2.7 Sample size calculation
A pilot study (n=15 in each group) was performed to obtain information about inflammatory markers. The levels of IL-8 were significantly different between two groups, which we chose as the primary outcome. We assumed two-sided hypothesis testing under the 5% type I error and 90 % statistical power to detect a difference of 0.815 ng/ml with estimated group standard deviations of 1.331 ng/ml and 0.603 ng/ml. A total of 36 participants were required in each group, which was calculated using PASS11.0(NCSS, LLC. Kaysville,Utah,USA).

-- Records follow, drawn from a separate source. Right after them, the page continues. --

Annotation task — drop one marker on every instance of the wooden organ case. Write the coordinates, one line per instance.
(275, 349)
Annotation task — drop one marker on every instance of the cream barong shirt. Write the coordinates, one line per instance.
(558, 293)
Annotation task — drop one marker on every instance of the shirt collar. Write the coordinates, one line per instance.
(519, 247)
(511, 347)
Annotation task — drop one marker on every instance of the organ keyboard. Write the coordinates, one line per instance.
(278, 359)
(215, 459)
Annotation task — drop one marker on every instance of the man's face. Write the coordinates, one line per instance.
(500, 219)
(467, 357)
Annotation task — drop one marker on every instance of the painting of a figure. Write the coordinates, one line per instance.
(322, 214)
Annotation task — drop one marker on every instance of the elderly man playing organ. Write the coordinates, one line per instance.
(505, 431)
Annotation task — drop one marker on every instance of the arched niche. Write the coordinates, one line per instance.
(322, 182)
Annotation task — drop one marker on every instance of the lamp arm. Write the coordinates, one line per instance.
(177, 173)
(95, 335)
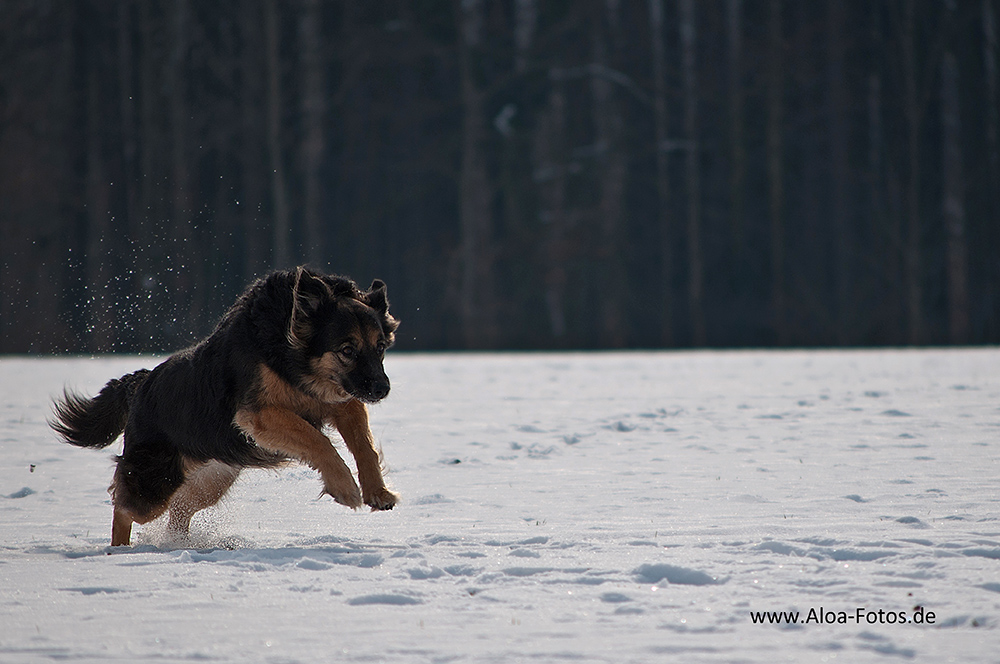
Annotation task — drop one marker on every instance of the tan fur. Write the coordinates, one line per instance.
(283, 425)
(284, 431)
(318, 383)
(351, 420)
(204, 485)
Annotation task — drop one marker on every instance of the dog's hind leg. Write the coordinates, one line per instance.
(204, 485)
(351, 420)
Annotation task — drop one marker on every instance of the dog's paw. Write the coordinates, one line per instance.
(349, 496)
(383, 499)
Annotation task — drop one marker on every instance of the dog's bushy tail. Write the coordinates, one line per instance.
(96, 422)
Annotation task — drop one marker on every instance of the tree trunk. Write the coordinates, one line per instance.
(954, 203)
(279, 199)
(696, 270)
(313, 140)
(608, 121)
(775, 169)
(993, 145)
(130, 178)
(737, 155)
(525, 24)
(476, 292)
(186, 299)
(662, 174)
(99, 251)
(550, 174)
(911, 262)
(257, 228)
(837, 117)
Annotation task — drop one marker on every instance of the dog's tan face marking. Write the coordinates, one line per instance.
(322, 381)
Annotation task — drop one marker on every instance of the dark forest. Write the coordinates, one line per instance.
(524, 174)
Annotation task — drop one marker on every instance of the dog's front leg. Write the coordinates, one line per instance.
(283, 431)
(351, 420)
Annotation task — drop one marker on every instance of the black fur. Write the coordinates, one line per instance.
(185, 407)
(96, 422)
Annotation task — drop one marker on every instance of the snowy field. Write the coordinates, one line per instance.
(633, 507)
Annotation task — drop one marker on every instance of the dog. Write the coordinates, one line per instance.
(297, 352)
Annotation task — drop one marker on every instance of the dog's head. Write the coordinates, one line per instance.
(342, 333)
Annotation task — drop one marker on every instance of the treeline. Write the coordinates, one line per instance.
(522, 173)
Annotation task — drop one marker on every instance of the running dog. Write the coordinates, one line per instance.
(298, 351)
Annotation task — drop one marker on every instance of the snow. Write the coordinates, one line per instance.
(621, 507)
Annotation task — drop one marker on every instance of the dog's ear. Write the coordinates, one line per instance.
(377, 300)
(308, 293)
(376, 297)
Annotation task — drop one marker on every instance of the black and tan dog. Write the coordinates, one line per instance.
(298, 351)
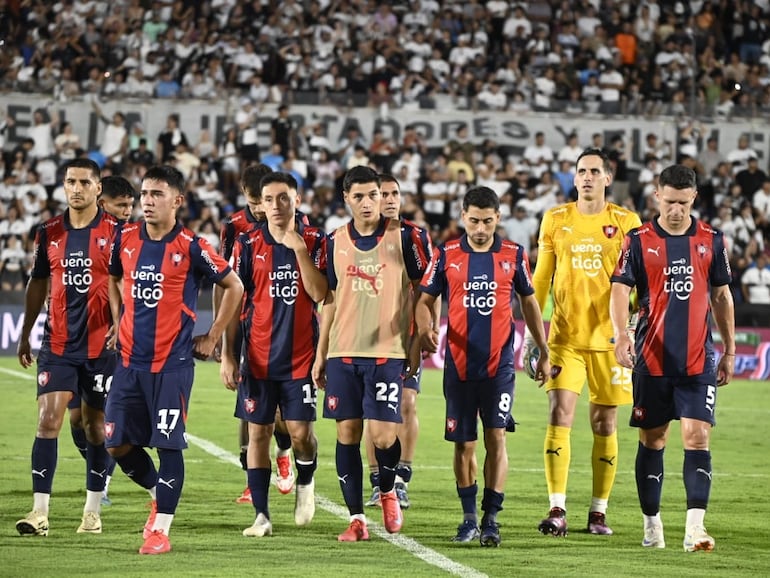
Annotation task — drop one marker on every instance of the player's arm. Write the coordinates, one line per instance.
(533, 318)
(724, 316)
(328, 312)
(620, 299)
(34, 300)
(232, 292)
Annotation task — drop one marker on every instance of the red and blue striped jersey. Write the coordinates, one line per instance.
(673, 276)
(76, 261)
(161, 280)
(278, 316)
(479, 289)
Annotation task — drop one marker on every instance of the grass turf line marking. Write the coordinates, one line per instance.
(412, 546)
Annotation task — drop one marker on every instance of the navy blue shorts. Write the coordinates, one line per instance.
(148, 409)
(490, 399)
(259, 398)
(87, 380)
(357, 390)
(658, 400)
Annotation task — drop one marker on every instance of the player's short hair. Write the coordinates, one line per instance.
(276, 177)
(481, 197)
(678, 177)
(84, 163)
(251, 177)
(360, 175)
(388, 178)
(596, 152)
(172, 176)
(114, 187)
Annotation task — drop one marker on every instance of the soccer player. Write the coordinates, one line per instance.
(282, 266)
(577, 250)
(365, 326)
(117, 199)
(410, 426)
(240, 222)
(681, 272)
(71, 259)
(156, 269)
(479, 274)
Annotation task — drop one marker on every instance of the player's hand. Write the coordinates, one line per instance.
(24, 351)
(228, 372)
(203, 346)
(725, 369)
(624, 350)
(318, 373)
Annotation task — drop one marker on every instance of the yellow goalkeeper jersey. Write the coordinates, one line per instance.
(576, 257)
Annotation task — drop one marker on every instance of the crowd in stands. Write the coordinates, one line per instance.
(687, 60)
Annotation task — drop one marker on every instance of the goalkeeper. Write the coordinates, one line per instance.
(579, 245)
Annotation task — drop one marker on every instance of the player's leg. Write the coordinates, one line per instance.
(284, 474)
(609, 386)
(653, 410)
(568, 379)
(697, 403)
(374, 469)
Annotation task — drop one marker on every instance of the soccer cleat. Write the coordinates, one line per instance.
(245, 497)
(597, 524)
(490, 534)
(375, 499)
(466, 532)
(555, 524)
(156, 543)
(284, 479)
(147, 532)
(91, 524)
(356, 532)
(262, 526)
(33, 524)
(653, 537)
(403, 497)
(391, 512)
(304, 504)
(696, 539)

2.8 Statistical data analysis
The Kolmogorov–Smirnov test was performed to test the normality of data distribution. Numerical variables were presented as mean (SD) when parameters were normally distributed or as median (interquartile range) when the distribution was skewed. Student’s t-test or Mann–Whitney U test was used to compare the differences between ESRD and HC groups depending on whether variances were homogenous and normal. Chi-square test or Fisher’s exact test was used to compare the differences of sociodemographic background, lifestyle, and medical history between the two groups. Based on SIMCA software V16.0.2 (Sartorius Stedim Data Analytics AB, Umea, Sweden), principal component analysis (PCA) was used to show the sample distribution within the two groups. Orthogonal partial least-squares discriminant analysis (OPLS-DA) was also used to assess total differences of metabolites between the two groups. Multivariate models were performed to determine various metabolites with variable importance (VIP) values >1.0 and P <0.05 as the key metabolites for a further analysis. Pearson correlation coefficient was used to calculate the correlations between metabolites and inflammatory markers. Multiple factor ANOVA analysis was used to assess the association between system diseases and the levels of IL-8 in the CGF. P <0.05 was considered to be statistically significant.